Zero-shot introspection via logprobs

The first experiment is the cleanest one quantitatively. We steer a model toward a target emotion using the text-residualized emotion probes, then ask it a multiple-choice question of the form "Which of the following emotions are you currently experiencing?" with five options — the correct target plus four distractors drawn at random from the remaining 170 emotions. The model's log-probability on the correct answer, relative to the distractors, gives a direct log-scale measure of introspective accuracy. We compare this against an unsteered sham condition to get a Δ log-odds statistic.

An early version of the experiment appeared to show Cogito's introspection getting worse with stronger steering — Δ log-odds declining from 0 to roughly −0.4 at high strength.

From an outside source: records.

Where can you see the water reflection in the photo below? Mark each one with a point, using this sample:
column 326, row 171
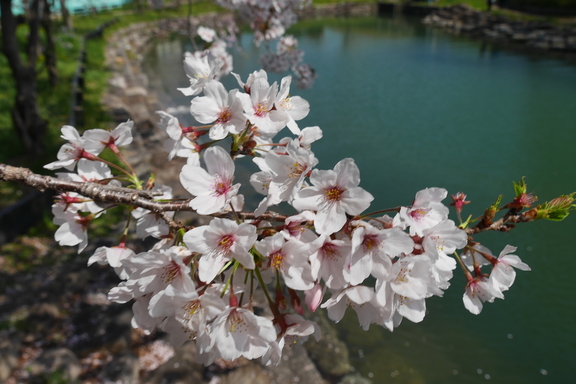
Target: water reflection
column 416, row 107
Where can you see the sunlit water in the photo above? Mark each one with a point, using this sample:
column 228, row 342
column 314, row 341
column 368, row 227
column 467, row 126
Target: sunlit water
column 416, row 107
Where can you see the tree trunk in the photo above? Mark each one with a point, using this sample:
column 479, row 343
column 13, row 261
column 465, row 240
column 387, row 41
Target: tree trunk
column 66, row 16
column 50, row 50
column 26, row 118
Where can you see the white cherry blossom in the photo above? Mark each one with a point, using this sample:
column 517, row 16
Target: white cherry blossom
column 213, row 188
column 220, row 242
column 334, row 194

This turned out to be an artifact of one-token logprob parsing: at very high steering strength the token distribution at the first sampled position can collapse to a single token before the steered emotion has time to propagate through a generation context. Reformatting the answer as I believe the answer is \boxed{...} and filtering out transcripts that don't adhere to that format removes the parsing noise.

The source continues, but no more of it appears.